Although this was a somewhat naive view, it was the initial attraction and the catalyst for what would turn into something of a love affair. My time in the Sabi Sand has given me a whole new insight into the lives of leopards and I have spent hours on end watching and learning from these majestic creatures. I have had the privilege of being allowed to follow so many aspects of their daily lives. I’ve seen them mating, raising cubs, losing cubs, making kills, stalking their prey, running away from other predators, engaging in territorial battles and the list goes on. I have been able to follow and understand the personalities of individual leopards and have developed a level of attachment to particular animals that has made it difficult to leave, knowing I may never see them again.
While guiding at a private concession in the Kruger National Park, I realised just how amazing the leopard viewing in the Sabi Sand really is and I felt a yearning to come home. I could not have asked for a better place to be than Londolozi. In my 6 weeks here I have not been disappointed, especially not by the leopards. I’ve seen 12 different leopards in the past month, forming part of the 38 different leopards I have seen in the past 2 years in an area of approximately 16,000 hectares within the central Sabi Sand. This is not something to be taken lightly and highlights just how remarkable this property is.
When given the opportunity of a regular slot on the Londolozi blog, there was no doubt in my mind that I wanted to showcase her leopards as they are what drew me here in the first place and are the reason that I get out of bed each morning. That being said, my goal is to tell the stories of the Leopards of Londolozi through my photography, writing and videos to give you all an insight into what we experience on a daily basis. I hope to share my passion with all of you and I have no doubt that once you have followed the trials and tribulations that these animals face on a daily basis, you too will develop, at the very least, an affinity for the Leopards of Londolozi.

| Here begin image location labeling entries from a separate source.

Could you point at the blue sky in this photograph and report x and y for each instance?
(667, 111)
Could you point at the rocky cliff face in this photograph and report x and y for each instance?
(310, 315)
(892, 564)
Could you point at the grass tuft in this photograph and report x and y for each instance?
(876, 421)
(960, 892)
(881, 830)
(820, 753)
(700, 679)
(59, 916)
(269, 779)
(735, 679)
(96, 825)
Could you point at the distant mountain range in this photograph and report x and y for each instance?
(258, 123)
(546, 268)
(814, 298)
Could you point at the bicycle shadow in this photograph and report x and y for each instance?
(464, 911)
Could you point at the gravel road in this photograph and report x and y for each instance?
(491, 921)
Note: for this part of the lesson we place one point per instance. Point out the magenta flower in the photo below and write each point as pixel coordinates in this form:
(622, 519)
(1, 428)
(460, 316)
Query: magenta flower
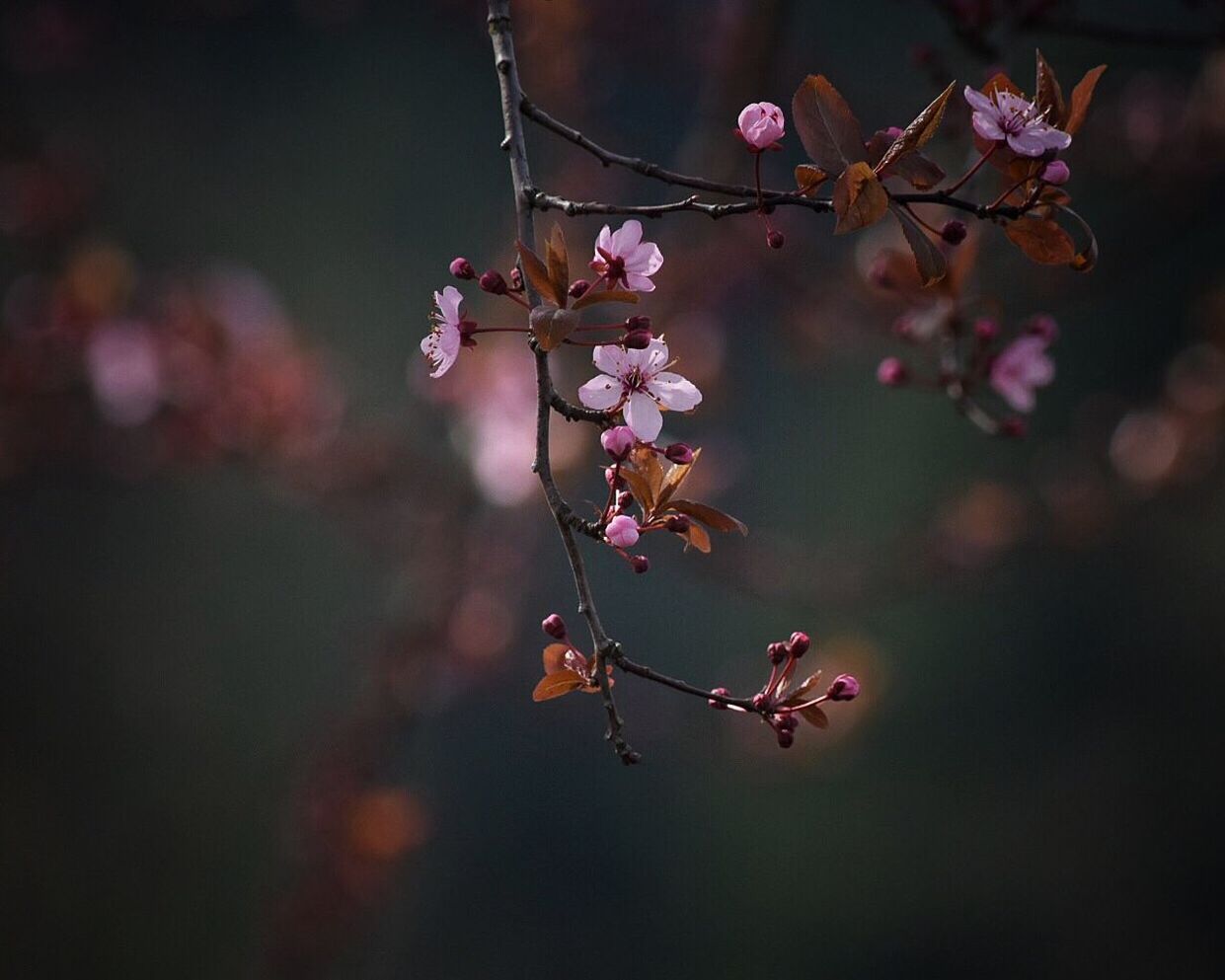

To whet the appetite, here is a series of photographs demonstrating the athletic ability of the Vomba female, no mean feat given that she turned 14 last December.
We set out with the intention of trying to photograph a leopard and didn’t have to wait long before we bumped into the Vomba female on the banks of the Sand River.
The Vomba female has become one of the favourite and most well known leopards at Londolozi, distinguishable by her rich golden colour, which was particularly striking in the afternoon light amidst a stormy sky. It soon became apparent that she intended crossing the river and we had just enough time to manoeuvre the vehicle and tweak our camera settings before she started her boulder hop to the southern bank. She navigated the first couple of rocks quite easily before she perched on a large granite boulder.